From: "Lis, Tomasz" <tomasz.lis@intel.com>
To: Michal Wajdeczko <michal.wajdeczko@intel.com>,
<intel-xe@lists.freedesktop.org>
Cc: "Michał Winiarski" <michal.winiarski@intel.com>,
"Piotr Piórkowski" <piotr.piorkowski@intel.com>,
"Matthew Brost" <matthew.brost@intel.com>,
"Lucas De Marchi" <lucas.demarchi@intel.com>
Subject: Re: [PATCH v1 6/7] drm/xe/vf: Rebase MEMIRQ structures for all contexts after migration
Date: Fri, 16 May 2025 00:07:47 +0200 [thread overview]
Message-ID: <64e6641d-7b0d-41a5-87f5-54a03d6bece1@intel.com> (raw)
In-Reply-To: <689654c7-b47c-445d-be19-76671fda4a4a@intel.com>
[-- Attachment #1: Type: text/plain, Size: 5305 bytes --]
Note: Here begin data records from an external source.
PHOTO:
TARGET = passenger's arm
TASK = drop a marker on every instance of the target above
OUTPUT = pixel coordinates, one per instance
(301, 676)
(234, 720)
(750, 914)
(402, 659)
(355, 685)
On 14.05.2025 22:03, Michal Wajdeczko wrote:
>
> On 14.05.2025 00:49, Tomasz Lis wrote:
>> All contexts require an update of state data, as the data includes
>> GGTT references to memirq-related buffers.
>>
>> Default contexts need these references updated as well, because they
>> are not refreshed when a new context is created from them.
>>
>> Signed-off-by: Tomasz Lis<tomasz.lis@intel.com>
>> ---
>> drivers/gpu/drm/xe/xe_lrc.c | 41 ++++++++++++++++++++++++++++++++
>> drivers/gpu/drm/xe/xe_lrc.h | 2 ++
>> drivers/gpu/drm/xe/xe_sriov_vf.c | 17 +++++++++++--
>> 3 files changed, 58 insertions(+), 2 deletions(-)
>>
>> diff --git a/drivers/gpu/drm/xe/xe_lrc.c b/drivers/gpu/drm/xe/xe_lrc.c
>> index 43e1c18e1769..5a7f0077ef31 100644
>> --- a/drivers/gpu/drm/xe/xe_lrc.c
>> +++ b/drivers/gpu/drm/xe/xe_lrc.c
>> @@ -898,6 +898,47 @@ static void *empty_lrc_data(struct xe_hw_engine *hwe)
>> return data;
>> }
>>
>> +/**
>> + * xe_default_lrc_update_memirq_regs_with_address - Re-compute GGTT references in default LRC
>> + * of given engine.
>> + * @hwe: the &xe_hw_engine struct instance
>> + */
>> +void xe_default_lrc_update_memirq_regs_with_address(struct xe_hw_engine *hwe)
>> +{
>> + struct xe_gt *gt = hwe->gt;
>> + u32 *regs;
>> +
>> + if (!gt->default_lrc[hwe->class])
>> + return;
>> +
>> + regs = gt->default_lrc[hwe->class] + LRC_PPHWSP_SIZE;
>> + set_memory_based_intr(regs, hwe);
>> +}
>> +
>> +/**
>> + * xe_lrc_update_memirq_regs_with_address - Re-compute GGTT references in mem interrupt data
>> + * for given LRC.
>> + * @hwe: the &xe_hw_engine struct instance
>> + * @lrc: the &xe_lrc struct instance
>> + */
>> +void xe_lrc_update_memirq_regs_with_address(struct xe_hw_engine *hwe, struct xe_lrc *lrc)
>> +{
>> + struct xe_gt *gt = hwe->gt;
>> + struct iosys_map map;
>> + size_t regs_len;
>> + u32 *regs;
>> +
>> + map = __xe_lrc_regs_map(lrc);
>> + regs_len = lrc_reg_size(gt_to_xe(gt));
>> + regs = kzalloc(regs_len, GFP_ATOMIC);
>> + if (!regs)
>> + return;
> no error ? but recovery will be now broken, no?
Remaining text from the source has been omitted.